Evaluation of immobilized metal affinity chromatography (IMAC) for isolation and recovery of strong copper-complexing ligands from marine waters

Abstract

The speciation of dissolved copper in surface seawater is dominated by complexes with at least two classes of organic ligands, L1 (the stronger) and L2 (the weaker). However, because these ligands have never been isolated, recovered, and characterized, their nature and identities are unknown. We have taken a combined approach utilizing immobilized metal affinity chromatography (IMAC) for isolation, and copper titration monitored by differential pulse anodic stripping voltammetry (DPASV) at a thin mercury film, rotating glassy carbon disk electrode for detection of these ligands in marine waters and in chromatographic fractions. We have found that, using the IMAC protocol reported by A.S. Gordon (Isolation of compounds with affinity for copper from seawater using immobilized copper ion affinity chromatography, Mar.
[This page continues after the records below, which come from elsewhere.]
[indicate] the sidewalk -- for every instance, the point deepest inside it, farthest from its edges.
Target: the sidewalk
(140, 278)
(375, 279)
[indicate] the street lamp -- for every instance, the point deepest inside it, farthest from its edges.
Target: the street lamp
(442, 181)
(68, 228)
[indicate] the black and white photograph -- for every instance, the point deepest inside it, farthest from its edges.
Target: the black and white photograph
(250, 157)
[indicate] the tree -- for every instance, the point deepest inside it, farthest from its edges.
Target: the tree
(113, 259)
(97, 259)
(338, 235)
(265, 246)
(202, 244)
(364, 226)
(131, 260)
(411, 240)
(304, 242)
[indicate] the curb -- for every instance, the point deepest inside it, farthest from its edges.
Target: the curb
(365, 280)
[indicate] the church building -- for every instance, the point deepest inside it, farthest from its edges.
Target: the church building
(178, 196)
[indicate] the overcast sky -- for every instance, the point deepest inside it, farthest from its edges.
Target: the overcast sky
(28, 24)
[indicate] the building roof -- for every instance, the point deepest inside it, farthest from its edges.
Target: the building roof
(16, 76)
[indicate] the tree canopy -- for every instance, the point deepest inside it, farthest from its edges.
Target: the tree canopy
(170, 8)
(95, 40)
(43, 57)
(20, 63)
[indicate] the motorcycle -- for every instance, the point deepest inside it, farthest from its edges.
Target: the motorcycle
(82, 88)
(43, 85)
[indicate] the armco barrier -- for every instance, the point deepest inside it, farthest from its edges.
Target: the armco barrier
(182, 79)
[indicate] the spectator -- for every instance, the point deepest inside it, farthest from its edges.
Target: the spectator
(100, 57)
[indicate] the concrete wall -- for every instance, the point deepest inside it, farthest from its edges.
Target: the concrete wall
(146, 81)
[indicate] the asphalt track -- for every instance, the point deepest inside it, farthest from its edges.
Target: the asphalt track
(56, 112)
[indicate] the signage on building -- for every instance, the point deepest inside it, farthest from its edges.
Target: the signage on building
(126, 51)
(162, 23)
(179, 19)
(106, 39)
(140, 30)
Chem. 38 (1992) 1–12), we can remove the majority of L1 and L2 from Chesapeake Bay and Atlantic coastal water samples. Once isolated, ~ 67% of the L1-class ligands bound to the IMAC column could be recovered by elution with 5 m M glycine buffer, as monitored by DPASV copper titration of the column eluent. This recovery accounted for ~ 47% of the original amount of L1 in the sample and resulted in a 5.4-fold concentration factor (from 7 to 38 n M) of the ligands from the seawater sample into glycine eluent. Although this IMAC protocol traps the weaker, L2 class ligands as well as L1 class ligands, confirmation of L2's recovery by elution of the IMAC column is hindered by the presence of glycine in the eluent. We are currently devising procedures to optimize the isolation and improve recovery efficiency of IMAC for these ligands, in order to obtain sufficient quantities for further characterization.